Monday, May 14, 2012

The art and craft of / off my beaten track

Random bar and restaurant in the dark, and dripping rain of Pennington, on KZN's South Coast:
"No under 18's allowed in main bar or in the gaming area. By order [in italics] management"
A black and white cat, unfazed by me, hovers in my space; I just know we're cool, with, each, other. I don't even have food, yet, to be begged.
An empty dark-brown milk stout bottle stopped rolling the floor of my car when I stopped driving; I bought it in Amanzimtoti after a random gym session: milk stout is good for lactating women, also for filling a tummy while simultaneously taking off that emotional edge one sometimes feels while contemplating the universe and, simultaneously, staring into the abyss; I'm not an alcoholic, but I have altogether stopped my mood enhancers (haha, what do you call yours?).
Ok, let's get to the punt (that's Afrikaans for point): I've thankfully gone off my beaten track.
I'm also reading Lonely Planet's 2005 edition of their Travel Writing, which I got for Christmas, in London, in December 2006 just before I threw up my life as I knew it. I read, very sadly, parts of it in Marrakech before chucking it up (the manual that is); but dropped it once (later) in the bath as I fell asleep (the only time I've ever done that).

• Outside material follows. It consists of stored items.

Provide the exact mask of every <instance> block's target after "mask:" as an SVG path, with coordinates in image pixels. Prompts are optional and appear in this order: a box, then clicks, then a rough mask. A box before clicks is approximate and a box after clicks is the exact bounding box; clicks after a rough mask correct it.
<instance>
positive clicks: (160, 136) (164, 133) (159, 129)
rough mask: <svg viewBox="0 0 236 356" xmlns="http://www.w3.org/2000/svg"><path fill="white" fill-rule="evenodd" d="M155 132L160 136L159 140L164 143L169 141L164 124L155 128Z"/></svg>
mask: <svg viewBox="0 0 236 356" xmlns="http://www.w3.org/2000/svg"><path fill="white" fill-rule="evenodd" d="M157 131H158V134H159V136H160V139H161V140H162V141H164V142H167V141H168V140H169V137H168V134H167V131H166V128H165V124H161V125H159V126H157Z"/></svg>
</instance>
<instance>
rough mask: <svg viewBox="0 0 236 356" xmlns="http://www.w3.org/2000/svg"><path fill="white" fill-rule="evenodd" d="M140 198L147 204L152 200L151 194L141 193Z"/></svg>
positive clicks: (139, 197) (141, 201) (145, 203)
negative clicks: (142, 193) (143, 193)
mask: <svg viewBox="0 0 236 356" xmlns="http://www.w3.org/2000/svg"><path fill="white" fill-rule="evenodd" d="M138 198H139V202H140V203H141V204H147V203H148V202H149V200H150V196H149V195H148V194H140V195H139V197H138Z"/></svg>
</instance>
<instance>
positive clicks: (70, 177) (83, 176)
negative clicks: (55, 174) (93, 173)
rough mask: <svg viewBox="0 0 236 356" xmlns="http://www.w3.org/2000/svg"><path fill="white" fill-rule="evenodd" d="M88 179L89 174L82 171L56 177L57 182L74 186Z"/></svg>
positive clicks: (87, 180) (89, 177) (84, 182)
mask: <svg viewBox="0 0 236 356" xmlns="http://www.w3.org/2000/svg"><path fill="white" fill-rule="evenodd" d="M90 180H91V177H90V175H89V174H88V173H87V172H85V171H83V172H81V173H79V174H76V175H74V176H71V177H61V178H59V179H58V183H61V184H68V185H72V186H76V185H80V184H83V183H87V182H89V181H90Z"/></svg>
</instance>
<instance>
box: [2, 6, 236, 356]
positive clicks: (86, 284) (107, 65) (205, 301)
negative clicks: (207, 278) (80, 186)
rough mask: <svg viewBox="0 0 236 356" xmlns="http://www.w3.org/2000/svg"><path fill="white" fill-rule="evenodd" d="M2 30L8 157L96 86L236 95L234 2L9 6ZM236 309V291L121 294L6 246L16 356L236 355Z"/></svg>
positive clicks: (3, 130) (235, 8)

"What makes a wonderful travel story? In one word, it is place. Successful travel stories bring a particular place to life through a combination of factual information and vividly rendered descriptive details and anecdotes, characters and dialogue... The best travel stories also set the destination and experience in some larger context, creating rings of resonance with the reader."
I'm also, simultaneously [am I the only person on earth that uses this word?] reading Erich Fromm's - 1957 - "The Art of Loving". About which I have one query: why the hell is this brilliant book not a firmly set set-book at schools across our planet (because no-one has a clue about loving, after they've fallen into it).